President Rumen Radev proposed a referendum on euro adoption, but the outgoing government rejected the idea. Todor, who runs a business producing colored plastics for the domestic market, reported a difficult year due to high inflation and declining sales, which he attributes to public anxiety over the currency change.

Business owners weigh risks and opportunities

While some entrepreneurs share Todor's concerns, others are more optimistic. Ognian Enev, a 60-year-old tea shop owner in Sofia, described the euro as a "technical change" that doesn't bother him. He noted that many Bulgarians, particularly those purchasing property or cars, are already accustomed to euro-denominated prices. Additionally, the 1.2 million Bulgarians living abroad have been sending remittances in euros for years.

Like many retailers, Ognian has prepared for the transition by stocking euro coins and small-denomination notes. Throughout January, customers can pay in either lev or euros, but change will be given in euros. Starting February 1, the lev will no longer be accepted as legal tender.

Ognian hopes the euro will boost trade, as many of his flavored and fruit teas come from eurozone suppliers, while his premium teas are imported from China and Japan.

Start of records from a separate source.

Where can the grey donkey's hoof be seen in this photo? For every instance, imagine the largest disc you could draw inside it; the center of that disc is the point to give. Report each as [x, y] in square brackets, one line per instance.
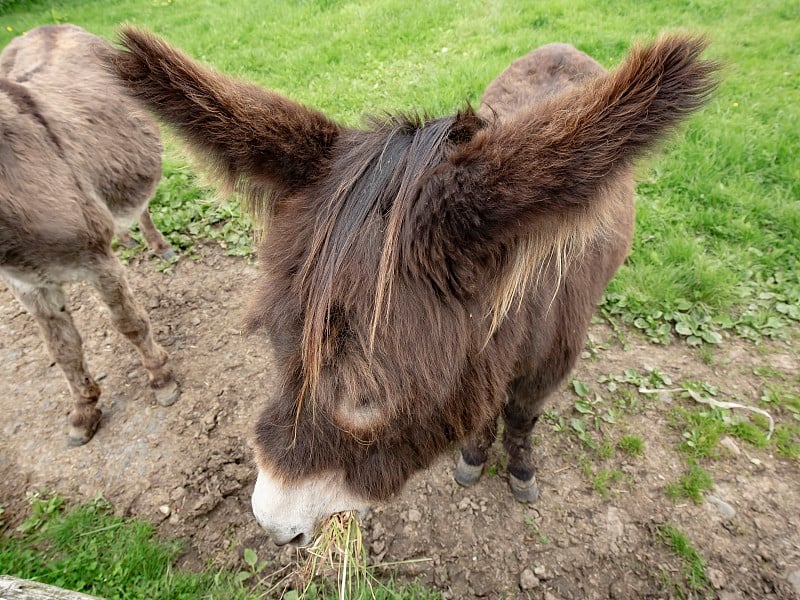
[168, 255]
[467, 474]
[167, 394]
[78, 436]
[524, 491]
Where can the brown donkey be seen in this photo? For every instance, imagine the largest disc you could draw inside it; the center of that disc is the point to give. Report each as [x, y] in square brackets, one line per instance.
[78, 159]
[422, 277]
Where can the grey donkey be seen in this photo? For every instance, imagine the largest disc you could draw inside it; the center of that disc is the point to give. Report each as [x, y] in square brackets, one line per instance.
[79, 161]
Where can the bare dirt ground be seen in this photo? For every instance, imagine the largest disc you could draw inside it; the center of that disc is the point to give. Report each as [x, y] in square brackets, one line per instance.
[188, 467]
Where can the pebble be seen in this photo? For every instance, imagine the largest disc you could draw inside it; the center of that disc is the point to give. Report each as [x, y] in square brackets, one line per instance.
[541, 572]
[725, 509]
[717, 578]
[728, 443]
[794, 579]
[528, 580]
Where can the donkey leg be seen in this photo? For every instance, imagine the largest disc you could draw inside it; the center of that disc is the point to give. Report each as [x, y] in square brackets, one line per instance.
[48, 306]
[525, 404]
[474, 454]
[131, 320]
[158, 244]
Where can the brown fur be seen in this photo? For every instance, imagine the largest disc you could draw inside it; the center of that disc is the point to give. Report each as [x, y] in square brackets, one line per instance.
[77, 159]
[423, 276]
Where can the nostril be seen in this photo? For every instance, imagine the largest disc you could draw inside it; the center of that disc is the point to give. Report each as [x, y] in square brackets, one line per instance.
[298, 540]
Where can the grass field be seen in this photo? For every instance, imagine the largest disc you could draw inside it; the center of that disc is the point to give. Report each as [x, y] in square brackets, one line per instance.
[716, 252]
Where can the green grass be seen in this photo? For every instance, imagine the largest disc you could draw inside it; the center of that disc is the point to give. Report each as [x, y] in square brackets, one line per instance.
[632, 445]
[86, 548]
[691, 485]
[694, 566]
[718, 211]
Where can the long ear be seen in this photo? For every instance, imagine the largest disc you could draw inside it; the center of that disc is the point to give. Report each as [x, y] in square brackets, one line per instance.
[554, 158]
[243, 130]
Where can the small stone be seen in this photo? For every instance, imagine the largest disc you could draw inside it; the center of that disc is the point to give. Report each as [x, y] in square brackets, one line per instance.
[717, 578]
[527, 580]
[728, 443]
[541, 572]
[177, 493]
[725, 509]
[464, 504]
[794, 579]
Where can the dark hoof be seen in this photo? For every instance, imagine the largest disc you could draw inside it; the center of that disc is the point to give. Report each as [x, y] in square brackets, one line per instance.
[167, 394]
[467, 474]
[168, 255]
[127, 242]
[524, 491]
[78, 436]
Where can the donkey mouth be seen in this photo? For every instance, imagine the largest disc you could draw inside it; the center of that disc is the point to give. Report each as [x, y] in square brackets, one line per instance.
[300, 540]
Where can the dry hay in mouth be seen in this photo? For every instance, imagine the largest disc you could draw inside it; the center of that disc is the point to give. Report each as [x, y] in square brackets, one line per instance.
[339, 548]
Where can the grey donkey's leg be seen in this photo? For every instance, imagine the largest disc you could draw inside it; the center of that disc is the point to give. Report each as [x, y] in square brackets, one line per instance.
[132, 321]
[474, 454]
[155, 240]
[48, 306]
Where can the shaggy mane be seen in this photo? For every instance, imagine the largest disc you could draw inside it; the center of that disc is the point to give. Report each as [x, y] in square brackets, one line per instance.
[380, 172]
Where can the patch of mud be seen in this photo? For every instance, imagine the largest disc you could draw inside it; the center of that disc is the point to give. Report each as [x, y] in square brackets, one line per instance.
[188, 467]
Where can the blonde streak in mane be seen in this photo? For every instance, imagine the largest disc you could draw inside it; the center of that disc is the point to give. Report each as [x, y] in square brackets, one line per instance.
[560, 246]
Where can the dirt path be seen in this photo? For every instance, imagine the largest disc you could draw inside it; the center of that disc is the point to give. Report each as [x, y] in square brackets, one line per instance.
[188, 466]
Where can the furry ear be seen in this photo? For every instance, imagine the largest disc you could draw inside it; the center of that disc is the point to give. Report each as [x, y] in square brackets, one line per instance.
[552, 160]
[245, 132]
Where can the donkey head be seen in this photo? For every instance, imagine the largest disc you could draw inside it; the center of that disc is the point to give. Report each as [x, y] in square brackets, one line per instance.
[387, 252]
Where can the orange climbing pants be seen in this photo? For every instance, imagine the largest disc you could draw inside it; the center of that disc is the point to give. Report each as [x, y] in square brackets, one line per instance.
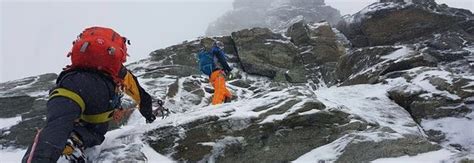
[220, 90]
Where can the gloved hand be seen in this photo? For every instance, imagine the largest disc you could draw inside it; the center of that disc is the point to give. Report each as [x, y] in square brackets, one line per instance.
[232, 74]
[150, 119]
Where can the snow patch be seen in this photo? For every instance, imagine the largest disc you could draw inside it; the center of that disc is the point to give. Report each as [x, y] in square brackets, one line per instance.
[329, 152]
[430, 157]
[457, 130]
[403, 51]
[6, 123]
[11, 155]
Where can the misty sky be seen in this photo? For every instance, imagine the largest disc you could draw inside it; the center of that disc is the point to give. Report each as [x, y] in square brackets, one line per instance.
[36, 35]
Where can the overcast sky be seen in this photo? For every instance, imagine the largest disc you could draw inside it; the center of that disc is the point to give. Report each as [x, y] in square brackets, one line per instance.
[36, 35]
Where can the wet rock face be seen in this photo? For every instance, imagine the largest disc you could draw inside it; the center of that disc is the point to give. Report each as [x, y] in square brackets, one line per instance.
[319, 50]
[411, 145]
[265, 53]
[246, 139]
[389, 26]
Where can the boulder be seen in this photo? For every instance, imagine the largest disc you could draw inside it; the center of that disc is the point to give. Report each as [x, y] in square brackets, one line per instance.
[401, 22]
[265, 53]
[319, 49]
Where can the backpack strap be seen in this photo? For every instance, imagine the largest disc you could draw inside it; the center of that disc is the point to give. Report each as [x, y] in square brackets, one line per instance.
[94, 118]
[63, 92]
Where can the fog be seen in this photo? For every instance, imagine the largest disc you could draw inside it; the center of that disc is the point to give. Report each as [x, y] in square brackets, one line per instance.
[36, 35]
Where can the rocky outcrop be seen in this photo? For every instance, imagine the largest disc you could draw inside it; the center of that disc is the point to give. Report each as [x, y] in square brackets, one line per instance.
[391, 22]
[275, 15]
[319, 50]
[265, 53]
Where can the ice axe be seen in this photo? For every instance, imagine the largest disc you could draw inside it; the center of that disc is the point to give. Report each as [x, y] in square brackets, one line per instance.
[161, 110]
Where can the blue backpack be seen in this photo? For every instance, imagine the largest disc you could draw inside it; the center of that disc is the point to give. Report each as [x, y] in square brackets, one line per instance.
[206, 62]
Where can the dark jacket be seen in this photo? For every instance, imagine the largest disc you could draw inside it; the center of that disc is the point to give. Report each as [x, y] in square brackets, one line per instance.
[65, 115]
[220, 55]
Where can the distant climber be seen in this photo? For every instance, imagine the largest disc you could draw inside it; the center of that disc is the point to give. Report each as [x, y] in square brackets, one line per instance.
[86, 96]
[214, 64]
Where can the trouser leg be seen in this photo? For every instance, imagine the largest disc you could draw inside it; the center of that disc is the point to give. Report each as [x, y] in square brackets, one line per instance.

Since August 2025, Bulgarian law has required all shops to display prices in both currencies to ease the transition.

Economic and symbolic measures to ease transition

The exchange rate between the lev and euro has been fixed at 1.95583 lev per euro, simplifying conversions. To address fears of price gouging, consumer protection watchdogs have been established. Some prices, such as public transport fares in Sofia, have even been rounded down slightly to mitigate concerns.

The design of the new euro coins reflects efforts to preserve Bulgarian identity. The €1 coin features St. Ivan of Rila, while the €2 coin depicts Paisius of Hilendar, an 18th-century monk and national revival figure. The smaller euro cent coins display the Madara Rider, an 8th-century rock relief symbolizing early Bulgarian statehood.

Uncertain future: Baltic success or Italian stagnation?

The long-term impact of the euro on Bulgaria remains uncertain. Observers point to two contrasting models: the "Baltic model," where Estonia, Latvia, and Lithuania combined euro adoption with structural reforms, attracting investment and reducing corruption; and the "Italian model," characterized by economic stagnation following the currency switch.

"I'm afraid we'll be more like Italy."

Ognian Enev, tea shop owner in Sofia

As Bulgaria navigates this transition, the country's ability to implement reforms and maintain public trust will determine whether the euro becomes a catalyst for growth or a source of prolonged economic challenges.